Heggebo opened the scoring after nine minutes when Mikey Johnston dispossessed Jay Dasilva before picking out the Norwegian to sweep home.
The forward almost had a second five minutes later when he headed Alex Mowatt’s cross into the arms of Carl Rushworth.
The Sky Blues were without United States striker Haji Wright, who was left out of the squad after jetlag from international duty, and stand-in Simms could not connect cleanly with Matt Grimes’ cross.
Coventry came even closer to an equaliser when Simms knocked Milan van Ewijk’s cross down to Torp, who lashed his effort off the crossbar.
The West Midlands derby came to a head on the half-hour mark when Johnston stayed on the turf believing he had been fouled, before Tatsuhiro Sakamoto was fouled off the ball as Coventry played on.
Molumby then fouled Ephron Mason-Clark which led to a clash that saw both players booked.
Within seconds the Baggies had doubled their lead.
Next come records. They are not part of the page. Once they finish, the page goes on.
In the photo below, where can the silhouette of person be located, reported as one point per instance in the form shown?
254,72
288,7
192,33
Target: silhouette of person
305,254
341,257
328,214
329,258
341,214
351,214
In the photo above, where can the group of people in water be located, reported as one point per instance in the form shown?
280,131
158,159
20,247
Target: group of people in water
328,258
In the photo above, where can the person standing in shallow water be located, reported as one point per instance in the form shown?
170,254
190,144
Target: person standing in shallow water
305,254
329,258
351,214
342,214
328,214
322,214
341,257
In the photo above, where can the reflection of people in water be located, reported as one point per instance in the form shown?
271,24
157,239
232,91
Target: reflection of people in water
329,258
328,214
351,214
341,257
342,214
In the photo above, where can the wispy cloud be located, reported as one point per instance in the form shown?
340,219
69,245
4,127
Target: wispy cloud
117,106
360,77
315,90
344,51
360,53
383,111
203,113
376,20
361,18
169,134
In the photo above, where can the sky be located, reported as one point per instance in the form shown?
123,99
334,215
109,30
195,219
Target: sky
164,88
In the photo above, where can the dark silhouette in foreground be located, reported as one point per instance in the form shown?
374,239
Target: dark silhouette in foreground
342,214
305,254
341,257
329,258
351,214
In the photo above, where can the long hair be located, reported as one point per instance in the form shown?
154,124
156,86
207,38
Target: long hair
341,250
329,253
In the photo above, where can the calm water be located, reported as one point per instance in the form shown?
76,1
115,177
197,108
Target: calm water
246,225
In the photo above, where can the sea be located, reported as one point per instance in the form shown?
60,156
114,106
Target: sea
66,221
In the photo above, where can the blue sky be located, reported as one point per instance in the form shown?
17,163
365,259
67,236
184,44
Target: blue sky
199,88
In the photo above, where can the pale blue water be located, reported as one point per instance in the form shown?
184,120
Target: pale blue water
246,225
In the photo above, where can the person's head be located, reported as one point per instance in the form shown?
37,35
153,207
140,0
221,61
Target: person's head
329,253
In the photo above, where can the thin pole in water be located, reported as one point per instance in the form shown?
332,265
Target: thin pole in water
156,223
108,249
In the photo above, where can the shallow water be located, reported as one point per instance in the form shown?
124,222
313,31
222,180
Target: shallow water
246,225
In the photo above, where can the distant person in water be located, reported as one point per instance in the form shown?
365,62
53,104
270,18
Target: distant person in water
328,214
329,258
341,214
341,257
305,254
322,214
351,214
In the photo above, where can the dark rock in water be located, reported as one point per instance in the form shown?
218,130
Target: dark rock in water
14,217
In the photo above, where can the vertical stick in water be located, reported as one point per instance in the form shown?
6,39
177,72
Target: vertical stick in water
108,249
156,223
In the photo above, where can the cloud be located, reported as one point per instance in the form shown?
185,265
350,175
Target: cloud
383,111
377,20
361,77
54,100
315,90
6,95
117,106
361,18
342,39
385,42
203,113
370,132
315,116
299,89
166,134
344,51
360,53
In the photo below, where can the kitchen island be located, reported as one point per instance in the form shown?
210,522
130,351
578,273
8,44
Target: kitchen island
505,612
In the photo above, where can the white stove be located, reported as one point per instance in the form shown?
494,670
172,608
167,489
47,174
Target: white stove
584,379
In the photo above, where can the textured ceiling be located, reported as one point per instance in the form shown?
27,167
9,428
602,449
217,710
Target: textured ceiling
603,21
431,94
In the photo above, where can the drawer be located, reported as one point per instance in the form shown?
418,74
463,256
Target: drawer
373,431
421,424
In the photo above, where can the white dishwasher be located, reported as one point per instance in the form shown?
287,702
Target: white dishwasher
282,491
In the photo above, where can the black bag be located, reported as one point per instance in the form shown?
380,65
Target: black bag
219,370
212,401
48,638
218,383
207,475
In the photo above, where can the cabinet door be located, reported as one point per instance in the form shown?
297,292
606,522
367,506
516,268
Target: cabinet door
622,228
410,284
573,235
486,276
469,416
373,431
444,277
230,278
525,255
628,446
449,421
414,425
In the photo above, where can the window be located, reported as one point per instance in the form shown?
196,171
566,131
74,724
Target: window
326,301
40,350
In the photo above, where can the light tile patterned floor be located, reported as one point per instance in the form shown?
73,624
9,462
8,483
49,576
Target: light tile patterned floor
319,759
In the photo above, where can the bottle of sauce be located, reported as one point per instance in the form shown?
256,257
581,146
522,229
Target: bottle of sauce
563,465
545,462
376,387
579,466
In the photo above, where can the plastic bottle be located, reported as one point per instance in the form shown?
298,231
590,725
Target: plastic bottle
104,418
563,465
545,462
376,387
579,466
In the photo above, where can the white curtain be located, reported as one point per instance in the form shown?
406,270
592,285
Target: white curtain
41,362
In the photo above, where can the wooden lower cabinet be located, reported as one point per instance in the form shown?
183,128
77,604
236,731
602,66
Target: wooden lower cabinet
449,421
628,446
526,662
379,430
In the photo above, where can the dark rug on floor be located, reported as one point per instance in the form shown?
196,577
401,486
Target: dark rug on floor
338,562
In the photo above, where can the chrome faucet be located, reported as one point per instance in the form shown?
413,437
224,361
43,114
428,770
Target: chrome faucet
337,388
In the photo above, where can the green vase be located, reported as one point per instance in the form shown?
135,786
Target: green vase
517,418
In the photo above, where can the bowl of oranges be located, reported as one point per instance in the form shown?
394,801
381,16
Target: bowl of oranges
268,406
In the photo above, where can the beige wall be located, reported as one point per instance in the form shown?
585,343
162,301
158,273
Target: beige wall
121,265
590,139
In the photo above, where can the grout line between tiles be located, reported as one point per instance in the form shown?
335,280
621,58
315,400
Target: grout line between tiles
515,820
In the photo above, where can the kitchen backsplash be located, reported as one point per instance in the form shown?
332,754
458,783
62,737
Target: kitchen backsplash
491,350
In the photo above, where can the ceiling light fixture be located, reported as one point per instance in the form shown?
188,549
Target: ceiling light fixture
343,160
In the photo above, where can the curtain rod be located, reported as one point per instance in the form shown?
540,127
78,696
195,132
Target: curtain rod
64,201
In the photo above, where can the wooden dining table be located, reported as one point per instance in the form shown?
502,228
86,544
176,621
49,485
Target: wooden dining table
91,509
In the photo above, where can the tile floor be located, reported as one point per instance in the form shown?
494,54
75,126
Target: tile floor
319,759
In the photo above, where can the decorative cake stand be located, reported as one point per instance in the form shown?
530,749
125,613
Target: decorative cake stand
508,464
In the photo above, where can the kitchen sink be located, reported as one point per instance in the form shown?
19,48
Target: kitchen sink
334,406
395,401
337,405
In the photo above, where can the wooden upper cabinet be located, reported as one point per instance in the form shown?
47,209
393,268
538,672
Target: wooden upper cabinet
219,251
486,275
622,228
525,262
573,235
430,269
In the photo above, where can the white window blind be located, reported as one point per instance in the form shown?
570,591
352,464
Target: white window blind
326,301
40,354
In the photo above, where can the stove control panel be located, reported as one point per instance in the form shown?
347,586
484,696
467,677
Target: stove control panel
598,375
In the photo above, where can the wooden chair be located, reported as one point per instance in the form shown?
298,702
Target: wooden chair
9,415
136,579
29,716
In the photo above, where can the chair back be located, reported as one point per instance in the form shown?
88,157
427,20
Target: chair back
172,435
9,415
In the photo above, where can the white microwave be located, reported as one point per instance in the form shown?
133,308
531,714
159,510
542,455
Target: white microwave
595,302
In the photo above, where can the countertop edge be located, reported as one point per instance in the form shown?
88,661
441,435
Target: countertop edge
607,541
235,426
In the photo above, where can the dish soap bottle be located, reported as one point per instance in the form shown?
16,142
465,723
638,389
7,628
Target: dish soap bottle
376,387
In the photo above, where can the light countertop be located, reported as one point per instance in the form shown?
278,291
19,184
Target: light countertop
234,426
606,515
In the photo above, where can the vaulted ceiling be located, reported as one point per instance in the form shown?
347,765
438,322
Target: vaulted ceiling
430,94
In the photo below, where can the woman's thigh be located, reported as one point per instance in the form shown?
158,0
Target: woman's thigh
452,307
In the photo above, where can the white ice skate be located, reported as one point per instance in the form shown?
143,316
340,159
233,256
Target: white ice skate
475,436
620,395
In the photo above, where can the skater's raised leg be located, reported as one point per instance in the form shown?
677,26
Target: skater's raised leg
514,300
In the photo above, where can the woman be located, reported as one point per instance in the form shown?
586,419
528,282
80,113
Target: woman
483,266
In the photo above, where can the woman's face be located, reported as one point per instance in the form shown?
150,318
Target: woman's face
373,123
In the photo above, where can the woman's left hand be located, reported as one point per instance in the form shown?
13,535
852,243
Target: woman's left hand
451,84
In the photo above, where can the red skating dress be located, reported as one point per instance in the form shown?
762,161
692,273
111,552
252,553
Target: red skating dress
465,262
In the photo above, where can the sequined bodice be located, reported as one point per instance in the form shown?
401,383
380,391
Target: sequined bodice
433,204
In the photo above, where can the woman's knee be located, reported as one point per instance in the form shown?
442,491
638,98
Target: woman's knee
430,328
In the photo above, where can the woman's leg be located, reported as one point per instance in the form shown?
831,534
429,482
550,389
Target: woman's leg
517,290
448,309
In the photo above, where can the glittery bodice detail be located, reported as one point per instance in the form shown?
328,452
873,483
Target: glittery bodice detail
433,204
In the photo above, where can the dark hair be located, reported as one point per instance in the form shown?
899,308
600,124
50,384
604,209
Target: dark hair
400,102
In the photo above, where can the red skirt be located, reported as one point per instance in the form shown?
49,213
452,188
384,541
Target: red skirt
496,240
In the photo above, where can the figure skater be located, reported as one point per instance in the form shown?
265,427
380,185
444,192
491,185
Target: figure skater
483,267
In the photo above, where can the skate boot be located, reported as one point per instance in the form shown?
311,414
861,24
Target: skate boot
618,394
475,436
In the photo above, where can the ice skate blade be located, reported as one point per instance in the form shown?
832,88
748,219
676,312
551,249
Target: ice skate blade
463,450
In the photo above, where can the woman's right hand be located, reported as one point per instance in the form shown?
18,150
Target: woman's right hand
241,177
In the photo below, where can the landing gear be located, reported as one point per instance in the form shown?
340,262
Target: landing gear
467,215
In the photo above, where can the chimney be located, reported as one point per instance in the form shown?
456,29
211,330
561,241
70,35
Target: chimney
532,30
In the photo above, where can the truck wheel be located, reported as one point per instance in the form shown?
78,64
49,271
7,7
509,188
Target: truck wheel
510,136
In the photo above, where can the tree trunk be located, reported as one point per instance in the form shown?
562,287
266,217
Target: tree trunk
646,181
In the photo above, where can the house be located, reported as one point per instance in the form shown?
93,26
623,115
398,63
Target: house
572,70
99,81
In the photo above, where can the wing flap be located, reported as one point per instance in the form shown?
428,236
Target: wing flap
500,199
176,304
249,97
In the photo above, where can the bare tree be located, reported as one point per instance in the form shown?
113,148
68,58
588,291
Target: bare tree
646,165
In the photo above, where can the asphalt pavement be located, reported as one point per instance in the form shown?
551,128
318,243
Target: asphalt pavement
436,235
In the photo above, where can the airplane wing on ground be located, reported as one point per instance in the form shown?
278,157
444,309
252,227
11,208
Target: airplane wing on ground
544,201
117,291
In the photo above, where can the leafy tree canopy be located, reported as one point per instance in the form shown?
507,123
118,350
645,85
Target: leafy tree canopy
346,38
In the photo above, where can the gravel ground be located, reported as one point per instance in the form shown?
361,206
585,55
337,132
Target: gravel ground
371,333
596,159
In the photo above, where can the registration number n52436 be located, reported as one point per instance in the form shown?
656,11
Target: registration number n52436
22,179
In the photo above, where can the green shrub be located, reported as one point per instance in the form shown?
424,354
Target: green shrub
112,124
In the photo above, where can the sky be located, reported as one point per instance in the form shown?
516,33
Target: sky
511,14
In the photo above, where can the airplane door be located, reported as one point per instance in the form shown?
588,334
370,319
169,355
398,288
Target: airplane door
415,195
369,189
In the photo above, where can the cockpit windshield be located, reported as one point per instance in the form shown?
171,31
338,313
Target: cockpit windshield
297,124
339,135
In an almost carbon copy of the opener, Johnston found space down the right and squared for Heggebo to poke his effort in off the far post.
But the Sky Blues had scored 14 goals more than any other team coming into the weekend and halved the deficit before half-time, as Eccles headed Sakamoto’s cross into the far corner.
The Baggies replaced the lively Johnston with Samuel Iling-Junior at half-time but they soon had to alter their plans when they were reduced to 10 men.
Molumby pulled back Torp to prevent a counter attack and was shown a second yellow card.
The equaliser came seven minutes later through Simms, who netted his first goal since the start of October.
Midfield maestro Grimes’ lofted ball into the area was headed across goal by Bobby Thomas and Simms nodded beyond Josh Griffiths.
Simms was involved again as Coventry completed the turnaround five minutes later.
The former Everton man headed Grimes’ corner perfectly into the path of Torp, who drilled home to put the Sky Blues ahead.
It was the second home game in succession Lampard’s men had come from behind to win after coming from 1-0 down to beat Sheffield United 3-1 before the international break.
Torp went close to extending the lead when his free-kick was blocked, while Mason-Clark forced an acrobatic save out of Griffiths to keep the Baggies deficit down to one.
Coventry comfortably saw the game out and there was also a welcome return for midfielder Jack Rudoni, who had been sidelined for two months through injury.
The managers
Coventry’s Frank Lampard:
“Outstanding. I thought we played well all of the game but just made a couple of mistakes that are not normally our thing this season.
“But the reaction to keep playing in the first half, even with the feeling of 2-0, sometimes can take the wind out of yourselves. I thought our players were very positive with that.
“The goal before half-time, which we deserved, helped because that gave the players belief. I spoke a lot about that at half-time and then my feeling was that we would go out and get something out of this game.
“I’m delighted with the way they’ve completed that game.
“I think the red card helped in terms of taking away a counter attack threat, which was their threat mainly in the first half, but it was a red card and that’s just football.
“It was a clear one, so then you’ve got to deal with that and deal with people expecting you to break them down. But I thought we did that really well.
“We had a 20-minute spell where we obviously scored the two goals. But I think even with 11 men on I would have fancied us in the second half because of the way we were approaching the game.”
West Brom’s Ryan Mason:
“Obviously very frustrated. With the way the game panned out as well. Something we have to accept, learn from, and try and improve for sure.
“We probably created the better chances (before the red card), scored two really good goals. Obviously they’re a good team, they were going to have moments and momentum and periods in the game where they got in the final third and put a lot of crosses in.
“The two goals we scored were really good and we knew that we could hurt them and we showed that today, but to go down to 10 men for such a long period of time in this stadium and the moment they’re in, it was always going to be difficult to see the game out.”